U.S. infiltration of Chinese social media. Five years ago, then-President Donald Trump authorized a CIA operation that involved the creation of fake identities on Chinese social media, which were used to “spread negative narratives about Xi Jinping’s government while leaking disparaging intelligence to overseas news outlets,” Reuters reports. Quite ironic, given U.S. outrage over the potential for Chinese influence-mongering on TikTok…

ON OUR FEED

"When someone sees a good thing another person has and tries to take it for themselves, this is entirely the logic of a bandit."
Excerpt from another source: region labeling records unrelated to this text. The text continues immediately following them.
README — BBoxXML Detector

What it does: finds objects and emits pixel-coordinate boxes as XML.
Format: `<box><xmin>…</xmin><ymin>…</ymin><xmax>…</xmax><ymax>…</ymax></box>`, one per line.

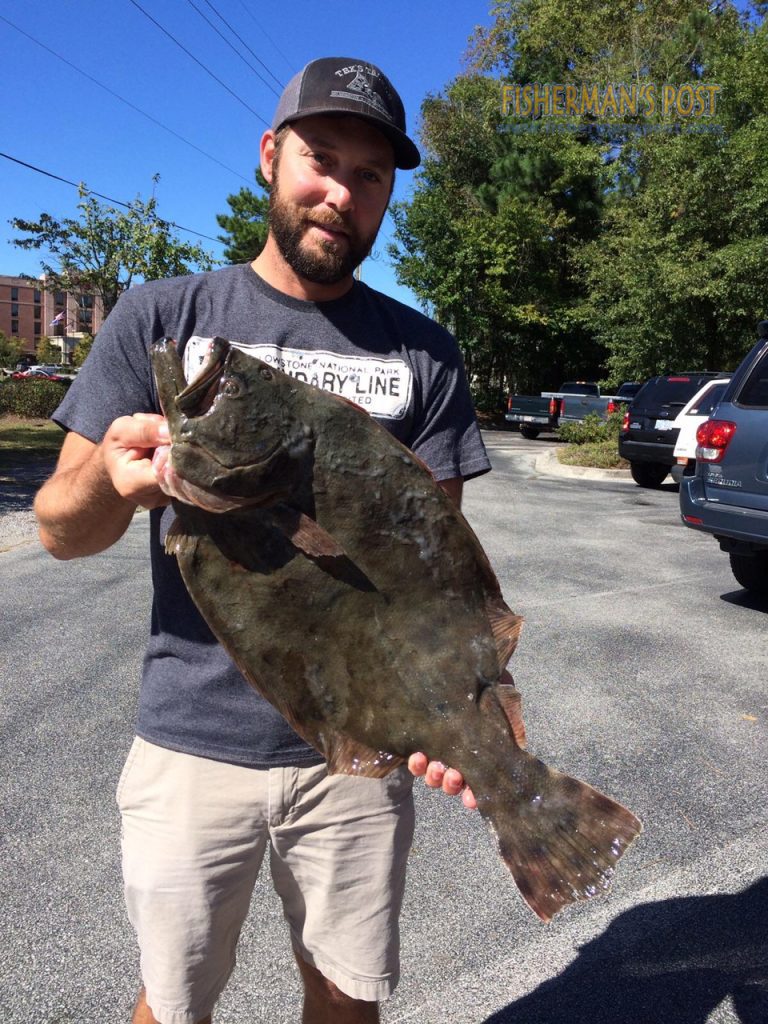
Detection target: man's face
<box><xmin>269</xmin><ymin>116</ymin><xmax>394</xmax><ymax>285</ymax></box>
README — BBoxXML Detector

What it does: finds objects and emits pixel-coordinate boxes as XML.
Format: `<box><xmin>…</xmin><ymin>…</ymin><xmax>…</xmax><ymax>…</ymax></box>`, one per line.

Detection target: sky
<box><xmin>0</xmin><ymin>0</ymin><xmax>490</xmax><ymax>305</ymax></box>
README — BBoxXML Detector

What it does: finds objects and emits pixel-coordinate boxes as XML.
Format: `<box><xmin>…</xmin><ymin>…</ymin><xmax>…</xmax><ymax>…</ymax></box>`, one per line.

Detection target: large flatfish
<box><xmin>153</xmin><ymin>339</ymin><xmax>641</xmax><ymax>921</ymax></box>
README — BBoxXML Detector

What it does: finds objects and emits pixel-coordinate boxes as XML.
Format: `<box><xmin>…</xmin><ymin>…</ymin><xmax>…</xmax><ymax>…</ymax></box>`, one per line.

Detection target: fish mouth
<box><xmin>174</xmin><ymin>338</ymin><xmax>231</xmax><ymax>420</ymax></box>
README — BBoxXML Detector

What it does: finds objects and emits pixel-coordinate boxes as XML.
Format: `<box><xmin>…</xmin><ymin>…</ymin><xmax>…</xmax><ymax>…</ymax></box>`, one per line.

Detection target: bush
<box><xmin>0</xmin><ymin>381</ymin><xmax>70</xmax><ymax>420</ymax></box>
<box><xmin>557</xmin><ymin>439</ymin><xmax>629</xmax><ymax>469</ymax></box>
<box><xmin>557</xmin><ymin>413</ymin><xmax>624</xmax><ymax>444</ymax></box>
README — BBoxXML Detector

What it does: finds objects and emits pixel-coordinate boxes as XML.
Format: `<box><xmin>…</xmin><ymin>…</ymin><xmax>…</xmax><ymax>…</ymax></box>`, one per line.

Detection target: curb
<box><xmin>534</xmin><ymin>450</ymin><xmax>634</xmax><ymax>483</ymax></box>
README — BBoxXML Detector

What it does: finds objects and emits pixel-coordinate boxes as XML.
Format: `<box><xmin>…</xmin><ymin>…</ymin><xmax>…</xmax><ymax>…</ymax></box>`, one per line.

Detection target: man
<box><xmin>36</xmin><ymin>57</ymin><xmax>489</xmax><ymax>1024</ymax></box>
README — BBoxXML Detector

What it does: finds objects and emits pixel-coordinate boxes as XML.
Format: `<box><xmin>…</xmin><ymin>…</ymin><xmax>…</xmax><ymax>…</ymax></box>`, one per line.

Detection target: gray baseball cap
<box><xmin>272</xmin><ymin>57</ymin><xmax>421</xmax><ymax>170</ymax></box>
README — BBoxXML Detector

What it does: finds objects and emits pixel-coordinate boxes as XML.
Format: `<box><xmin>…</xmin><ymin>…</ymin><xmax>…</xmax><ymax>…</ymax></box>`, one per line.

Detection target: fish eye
<box><xmin>219</xmin><ymin>377</ymin><xmax>241</xmax><ymax>398</ymax></box>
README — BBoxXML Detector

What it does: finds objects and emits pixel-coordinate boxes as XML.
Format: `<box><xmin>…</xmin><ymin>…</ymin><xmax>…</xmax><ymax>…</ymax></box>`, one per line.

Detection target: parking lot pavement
<box><xmin>0</xmin><ymin>448</ymin><xmax>768</xmax><ymax>1024</ymax></box>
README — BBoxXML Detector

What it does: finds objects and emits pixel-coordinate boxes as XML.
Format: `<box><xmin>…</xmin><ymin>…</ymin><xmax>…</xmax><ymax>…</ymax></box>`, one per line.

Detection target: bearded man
<box><xmin>36</xmin><ymin>57</ymin><xmax>489</xmax><ymax>1024</ymax></box>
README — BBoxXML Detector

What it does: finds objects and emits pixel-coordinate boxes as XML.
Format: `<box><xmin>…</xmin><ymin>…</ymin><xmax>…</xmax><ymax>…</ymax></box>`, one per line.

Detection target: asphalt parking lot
<box><xmin>0</xmin><ymin>432</ymin><xmax>768</xmax><ymax>1024</ymax></box>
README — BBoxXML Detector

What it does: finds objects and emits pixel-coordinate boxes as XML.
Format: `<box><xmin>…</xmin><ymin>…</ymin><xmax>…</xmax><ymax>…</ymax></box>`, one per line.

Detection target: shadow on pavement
<box><xmin>720</xmin><ymin>590</ymin><xmax>768</xmax><ymax>611</ymax></box>
<box><xmin>0</xmin><ymin>453</ymin><xmax>56</xmax><ymax>515</ymax></box>
<box><xmin>485</xmin><ymin>878</ymin><xmax>768</xmax><ymax>1024</ymax></box>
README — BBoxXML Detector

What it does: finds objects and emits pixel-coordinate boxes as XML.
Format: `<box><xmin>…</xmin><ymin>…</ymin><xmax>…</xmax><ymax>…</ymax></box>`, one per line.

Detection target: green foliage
<box><xmin>35</xmin><ymin>338</ymin><xmax>61</xmax><ymax>366</ymax></box>
<box><xmin>216</xmin><ymin>168</ymin><xmax>269</xmax><ymax>263</ymax></box>
<box><xmin>72</xmin><ymin>334</ymin><xmax>93</xmax><ymax>367</ymax></box>
<box><xmin>0</xmin><ymin>380</ymin><xmax>70</xmax><ymax>420</ymax></box>
<box><xmin>10</xmin><ymin>175</ymin><xmax>213</xmax><ymax>315</ymax></box>
<box><xmin>557</xmin><ymin>440</ymin><xmax>629</xmax><ymax>469</ymax></box>
<box><xmin>0</xmin><ymin>331</ymin><xmax>25</xmax><ymax>370</ymax></box>
<box><xmin>557</xmin><ymin>413</ymin><xmax>624</xmax><ymax>447</ymax></box>
<box><xmin>390</xmin><ymin>0</ymin><xmax>768</xmax><ymax>407</ymax></box>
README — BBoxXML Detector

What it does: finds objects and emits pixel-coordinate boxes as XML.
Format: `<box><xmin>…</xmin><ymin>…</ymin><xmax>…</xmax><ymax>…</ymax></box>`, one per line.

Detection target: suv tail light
<box><xmin>696</xmin><ymin>420</ymin><xmax>736</xmax><ymax>462</ymax></box>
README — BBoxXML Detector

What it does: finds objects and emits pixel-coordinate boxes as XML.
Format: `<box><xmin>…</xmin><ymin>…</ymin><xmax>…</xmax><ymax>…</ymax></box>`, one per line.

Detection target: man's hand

Chinese foreign ministry spokesperson Wang Wenbin decries the U.S. House vote in favor of forcing China’s ByteDance to divest TikTok or see it banned in the U.S.

IN CASE YOU MISSED IT

Exclusive: The Founder Mental Health Pledge is looking to create a turning point in startup culture, by Allie Garfinkle

TikTok’s CEO urges users to ‘protect your constitutional rights’ after House ban vote, by Chris Morris

The EU AI Act passed. Now the real work begins, by Sage Lazzaro

OpenAI should be copying journalists’ principles, not just their content, by Jennie Baird (Commentary)

Elon Musk loses a SpaceX mega rocket descending to Earth after hourlong test flight, by the Associated Press

BEFORE YOU GO

Right-to-repair support. The Copyright Office is considering whether to allow more kinds of third-party device repair by introducing new exemptions to the Digital Millennium Copyright Act’s Section 1201. According to The Verge, the Federal Trade Commission and the Department of Justice have suggested adding exemptions for “commercial and industrial equipment,” which would specifically extend the right-to-repair to enterprise IT, proprietary diagnostic kits, programmable logic controllers, and…er…commercial soft-serve machines.